Secondly, I value the bonds that I’ve built with my teammates and coaches while playing
sports. It’s crazy to think that girls I never expected to be friends with when I played sports, are
now my friends and know everything about me, because we shared a common passion. I was
around these girls every day even on the days we had off. In fact, I would still hang out with one
or maybe even all of my teammates.
In addition, my coaches have been strong role models and mentors for me. I’ve built
strong relationships will all of my former coaches. Not only have they encouraged me to do my
best in sports, but they’ve impacted my personal life as well. Next, playing sports with girls has
always been a challenge. The more, girls you have the more, drama and jealousy there is. For
example, I disliked a few girls on my team, because I believe my coach favored them over
everyone else. This being the case, I had to work harder than everyone else.
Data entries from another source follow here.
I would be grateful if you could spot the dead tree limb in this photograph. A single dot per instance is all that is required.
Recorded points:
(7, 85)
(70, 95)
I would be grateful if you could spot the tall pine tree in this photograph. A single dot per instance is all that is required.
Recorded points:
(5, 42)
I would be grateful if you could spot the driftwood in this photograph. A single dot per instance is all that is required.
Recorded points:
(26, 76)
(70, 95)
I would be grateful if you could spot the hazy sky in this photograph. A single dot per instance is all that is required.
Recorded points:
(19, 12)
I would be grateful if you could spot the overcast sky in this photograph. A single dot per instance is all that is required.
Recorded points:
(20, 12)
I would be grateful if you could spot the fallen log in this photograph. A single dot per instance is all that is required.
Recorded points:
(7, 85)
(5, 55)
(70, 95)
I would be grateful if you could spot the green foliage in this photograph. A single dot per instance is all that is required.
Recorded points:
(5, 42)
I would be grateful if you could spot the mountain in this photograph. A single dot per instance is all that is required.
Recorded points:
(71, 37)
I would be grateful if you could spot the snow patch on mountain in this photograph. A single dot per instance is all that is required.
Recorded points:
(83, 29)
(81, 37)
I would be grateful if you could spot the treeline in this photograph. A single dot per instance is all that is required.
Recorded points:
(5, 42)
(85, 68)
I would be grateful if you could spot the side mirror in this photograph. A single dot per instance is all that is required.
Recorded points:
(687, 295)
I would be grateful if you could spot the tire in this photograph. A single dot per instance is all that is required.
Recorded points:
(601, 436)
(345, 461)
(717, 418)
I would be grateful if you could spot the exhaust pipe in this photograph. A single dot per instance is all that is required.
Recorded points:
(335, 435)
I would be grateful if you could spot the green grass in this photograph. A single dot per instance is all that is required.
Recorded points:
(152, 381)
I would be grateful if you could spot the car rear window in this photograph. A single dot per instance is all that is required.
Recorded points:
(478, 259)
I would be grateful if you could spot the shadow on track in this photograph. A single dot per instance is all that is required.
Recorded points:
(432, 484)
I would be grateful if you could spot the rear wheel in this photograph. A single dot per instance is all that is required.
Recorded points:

Showing up to
practice early, staying longer after each practice; to put more shots up, and performing my
absolute best. Also, It’s not about quantity it’s about quality. In general, I’ve learned that you
will not always succeed.
Being an athlete you lose games, miss shots, strike out, and get yelled at. Even if it
wasn’t your fault. Similarly, I’ve learned to hold myself accountable for my actions. This has
carried on with me to this day. Playing sports has allowed me to take on more responsibility,
because I know what I’m capable of doing. In college, sports have still played a part in my time
management skills. In high-school I went to school for eight hours, then I had three hour
practices. I had to choose what I did with my time wisely. Same with how I spend my free time
in college. Sports have helped me to maintain good behavior, because you never know who’s
watching you. Above all, I value the friendships I’ve made while playing sports. I talk to most of
my old teammates on a regular basis.